Is it anti-American to be anti-war? No, of course not. That is ridiculous. Individual freedom of thought, and the ability to express it, is the bedrock of our society ("Is it Anti-American to be Anti-War?" March 9).

It is, however, anti-American to hold our president to a higher standard than other leaders around the world and to hold up disparaging and mean-spirited signs about his perceived shortcomings.

It is also anti-American to have no concept of our role in protecting the tortured innocents and the families of the slain in Iraq and other places.

And it is anti-American to adhere to an isolationist foreign policy that pretends that weapons of mass destruction, in the arms of a madman, are not a threat to us until after the children of Israel, Kuwait, Iraq, Saudi Arabia, Turkey or Jordan are sprayed with poison gas.

Michael DeCicco

Severn

Giving out antidote won't stop addiction

The Sun's article "City program to let addicts give overdose medication" (March 3) misrepresented my opinion of the proposed initiative.

As I stated in my conversation with reporter Joe Nawrozki, this program seems to miss the point. Prevention of death from heroin overdose is a worthy goal, but using Narcan in this way does not reduce the numbers of addicts on our streets.

The ultimate measure of success of any substance abuse treatment program is the number of addicts who are able to live drug-free lives. To accomplish this, drug addicts must be enrolled into long-term treatment programs.

Substance abuse impacts all of our lives. Most criminal activity is associated with substance abuse. Our neighborhoods are not safe because of substance abuse.

And one of the advantages of having an addict appear in an emergency room because of an overdose is that once his or her medical needs are addressed, we have an opportunity to link that person to a local treatment program.

But providing Narcan to addict-rescuers will not reduce the social impact of substance abuse in our communities.

Dr.
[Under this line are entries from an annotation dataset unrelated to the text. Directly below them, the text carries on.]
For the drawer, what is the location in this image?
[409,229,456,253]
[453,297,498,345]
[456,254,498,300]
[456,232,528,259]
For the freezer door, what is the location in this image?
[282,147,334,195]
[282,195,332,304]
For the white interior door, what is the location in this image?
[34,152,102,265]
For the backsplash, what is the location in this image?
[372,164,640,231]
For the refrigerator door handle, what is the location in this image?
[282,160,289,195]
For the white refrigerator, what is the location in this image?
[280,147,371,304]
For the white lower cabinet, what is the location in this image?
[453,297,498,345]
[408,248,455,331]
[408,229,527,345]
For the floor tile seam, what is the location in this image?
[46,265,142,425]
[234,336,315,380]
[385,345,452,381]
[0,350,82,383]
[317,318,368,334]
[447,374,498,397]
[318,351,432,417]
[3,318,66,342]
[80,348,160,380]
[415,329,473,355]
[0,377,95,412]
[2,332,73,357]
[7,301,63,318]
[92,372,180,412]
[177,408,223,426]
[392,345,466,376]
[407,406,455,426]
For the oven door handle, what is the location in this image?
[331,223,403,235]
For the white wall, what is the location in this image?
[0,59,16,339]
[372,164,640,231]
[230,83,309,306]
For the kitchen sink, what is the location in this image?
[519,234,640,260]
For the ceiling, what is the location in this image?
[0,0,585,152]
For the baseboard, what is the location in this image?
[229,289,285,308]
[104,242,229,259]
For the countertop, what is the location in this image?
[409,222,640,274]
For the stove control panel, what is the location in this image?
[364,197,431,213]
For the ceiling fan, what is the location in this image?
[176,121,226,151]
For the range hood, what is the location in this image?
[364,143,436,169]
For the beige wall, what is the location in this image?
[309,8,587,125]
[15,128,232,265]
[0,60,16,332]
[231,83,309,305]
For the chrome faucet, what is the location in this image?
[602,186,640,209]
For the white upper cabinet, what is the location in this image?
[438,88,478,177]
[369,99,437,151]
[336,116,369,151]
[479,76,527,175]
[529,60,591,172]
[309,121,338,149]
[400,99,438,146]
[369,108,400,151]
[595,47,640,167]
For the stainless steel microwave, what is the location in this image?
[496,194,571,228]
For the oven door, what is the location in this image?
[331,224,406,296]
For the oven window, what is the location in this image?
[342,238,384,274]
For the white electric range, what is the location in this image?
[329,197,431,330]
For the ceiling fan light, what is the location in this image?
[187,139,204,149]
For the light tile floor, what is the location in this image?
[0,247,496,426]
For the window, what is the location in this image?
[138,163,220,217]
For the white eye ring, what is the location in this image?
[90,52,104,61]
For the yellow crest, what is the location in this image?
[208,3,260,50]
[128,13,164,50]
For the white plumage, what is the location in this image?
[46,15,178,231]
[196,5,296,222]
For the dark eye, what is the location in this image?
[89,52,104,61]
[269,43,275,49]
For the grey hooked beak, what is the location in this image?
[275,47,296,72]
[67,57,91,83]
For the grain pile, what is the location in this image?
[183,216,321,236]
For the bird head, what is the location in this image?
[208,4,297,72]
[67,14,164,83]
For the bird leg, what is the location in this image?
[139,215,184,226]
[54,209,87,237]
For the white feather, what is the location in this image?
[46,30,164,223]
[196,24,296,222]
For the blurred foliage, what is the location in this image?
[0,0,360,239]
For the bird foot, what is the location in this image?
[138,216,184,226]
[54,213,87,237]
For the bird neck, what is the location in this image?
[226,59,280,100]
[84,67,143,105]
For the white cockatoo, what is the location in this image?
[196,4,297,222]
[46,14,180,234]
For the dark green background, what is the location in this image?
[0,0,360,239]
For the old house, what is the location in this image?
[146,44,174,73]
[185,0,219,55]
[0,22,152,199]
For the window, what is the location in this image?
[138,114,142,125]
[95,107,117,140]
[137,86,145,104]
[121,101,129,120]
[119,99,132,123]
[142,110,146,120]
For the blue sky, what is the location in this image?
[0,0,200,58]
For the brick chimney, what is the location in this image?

Michelle A. Leverett

Baltimore

The writer is director of the Baltimore County Department of Health.

Let addicts buy their own medicine

In a city that doesn't have enough money to provide schoolbooks to all of its children, why are we allocating money to purchase Narcan, a drug that can revive drug addicts near death from a narcotics overdose ("City program to let addicts give overdose medication," March 3)?

If addicts have enough money to buy drugs, they can purchase their own supply.

Elaine Rosenbloom

Baltimore

A welcome effort to cut death rate

Kudos to Baltimore's Health Department for implementing a controversial, yet tested, program to decrease the local fatality rate ("City program to let addicts give overdose medication," March 3).

Approximately 80 percent of overdose deaths in Maryland occur in Baltimore. Untreated overdoses can be fatal within one to three hours after symptoms are expressed.

Yet many drug users are hesitant to summon paramedics when one of their drug-sharing partners overdoses, because they fear arrest for drug possession, paraphernalia charges or outstanding warrants.

The delay in notifying paramedics greatly diminishes the chances of survival.

The Narcan program does not mean the city has "given up," as Michael W. Gimbel suggests. Giving up would mean just letting another several hundred people die of overdoses this year.